The Model Zero is expected to be Aurai's flagship. A flagship carries a fleet's admiral. The M Zero Junior would then carry a captain of long course. That was Alain's actual position in the French merchant navy where he worked as an electromechanical engineer for 22 years.
For the speaker under consideration today, Alain said that "the actual concept is more important than the details of its execution." As mentioned, he did reset himself to zero for the design. An understanding of what informed core decisions is key then. Most of us have heard of band-pass designs only in automotive subwoofers. In the high end, ports rule, sealed and transmission-line bass is rarer, dipole bass even more so.
"There's a lot of money behind automotive sound and many of their systems work better than audiophile jobs. Personally a woofer in a sealed chamber which radiates into a controlled cavity is my favorite solution for serious bass." Combining non-dipole bass with dipole mids and tweeters is unusual. That combination's most famous proponent is probably Carl Marchisotto with first Dahlquist, then Acarian Systems Alón, presently Nola by Accent Speaker Technology. For their dipole sections, Carl's cabinets are laterally open [see above left]. Alain's only open in the back to look like conventional boxes from the sides. As the Nola website reminds us, dipoles eliminate four common problems:
♦ enclosure panel resonances
♦ air column resonances from enclosure-trapped air setting up standing waves
♦ time-delayed resonances of sound being re-transmitted through the driver cones
♦ and driver resonances caused by trapped-air stiffness.
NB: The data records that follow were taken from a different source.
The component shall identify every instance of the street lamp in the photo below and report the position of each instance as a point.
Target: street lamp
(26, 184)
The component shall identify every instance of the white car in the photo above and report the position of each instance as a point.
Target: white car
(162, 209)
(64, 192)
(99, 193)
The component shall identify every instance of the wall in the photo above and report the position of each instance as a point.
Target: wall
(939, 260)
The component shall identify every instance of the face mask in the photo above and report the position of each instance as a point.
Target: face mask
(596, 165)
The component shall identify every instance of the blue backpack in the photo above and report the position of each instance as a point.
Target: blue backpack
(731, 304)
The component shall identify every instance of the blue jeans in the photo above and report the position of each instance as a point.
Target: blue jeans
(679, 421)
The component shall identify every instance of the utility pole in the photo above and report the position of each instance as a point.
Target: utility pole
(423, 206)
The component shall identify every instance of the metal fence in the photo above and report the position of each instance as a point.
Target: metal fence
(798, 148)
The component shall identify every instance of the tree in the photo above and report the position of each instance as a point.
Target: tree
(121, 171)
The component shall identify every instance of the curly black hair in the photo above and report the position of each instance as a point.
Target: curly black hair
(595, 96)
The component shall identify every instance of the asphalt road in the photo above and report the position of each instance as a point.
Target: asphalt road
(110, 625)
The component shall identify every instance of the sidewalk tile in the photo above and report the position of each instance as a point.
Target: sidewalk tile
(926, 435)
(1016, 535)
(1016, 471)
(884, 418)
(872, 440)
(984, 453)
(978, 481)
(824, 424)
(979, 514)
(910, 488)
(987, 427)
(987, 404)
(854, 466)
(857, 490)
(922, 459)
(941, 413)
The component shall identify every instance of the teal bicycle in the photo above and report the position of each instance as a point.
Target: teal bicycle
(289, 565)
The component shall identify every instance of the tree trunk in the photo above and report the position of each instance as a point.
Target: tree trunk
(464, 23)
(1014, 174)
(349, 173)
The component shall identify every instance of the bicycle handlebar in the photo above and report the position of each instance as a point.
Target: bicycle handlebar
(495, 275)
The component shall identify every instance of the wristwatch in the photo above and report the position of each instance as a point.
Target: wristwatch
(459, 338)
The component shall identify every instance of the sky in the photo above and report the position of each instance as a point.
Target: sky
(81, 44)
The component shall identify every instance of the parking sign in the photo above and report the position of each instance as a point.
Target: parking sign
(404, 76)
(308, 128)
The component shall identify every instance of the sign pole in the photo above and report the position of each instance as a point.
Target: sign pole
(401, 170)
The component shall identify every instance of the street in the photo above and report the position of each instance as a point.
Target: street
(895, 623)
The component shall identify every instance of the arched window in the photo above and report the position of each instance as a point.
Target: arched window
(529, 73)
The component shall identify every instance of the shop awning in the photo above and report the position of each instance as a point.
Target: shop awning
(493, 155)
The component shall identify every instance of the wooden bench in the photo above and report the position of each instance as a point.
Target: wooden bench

About Alain's many specialized measurements, "they have no interest in emotion. Measurements just help chase down the desired emotional response. Technically I focus on the impulse response and in-phase transients. To call any speaker design complete, I look for emotions and poetry like Matila Ghyka does in her famous book on sacred geometries, The Golden Number. Without love and magic, it's impossible to make a musical reproducer. In fact, I don't design loudspeakers. I try to make instruments capable of reproducing the emotions encoded in the music. I'm a retired man. I need to make no more money. I seek no more glory. I just enjoy life and continue to thrive on engineering challenges."
Notre Dame de la Garde Basilica of Marseilles beneath which we see one of Alain's concepts for a much bigger hornspeaker.
Did you take note of the interesting connection in these quotes, between emotions and a loudspeaker's time-domain behavior?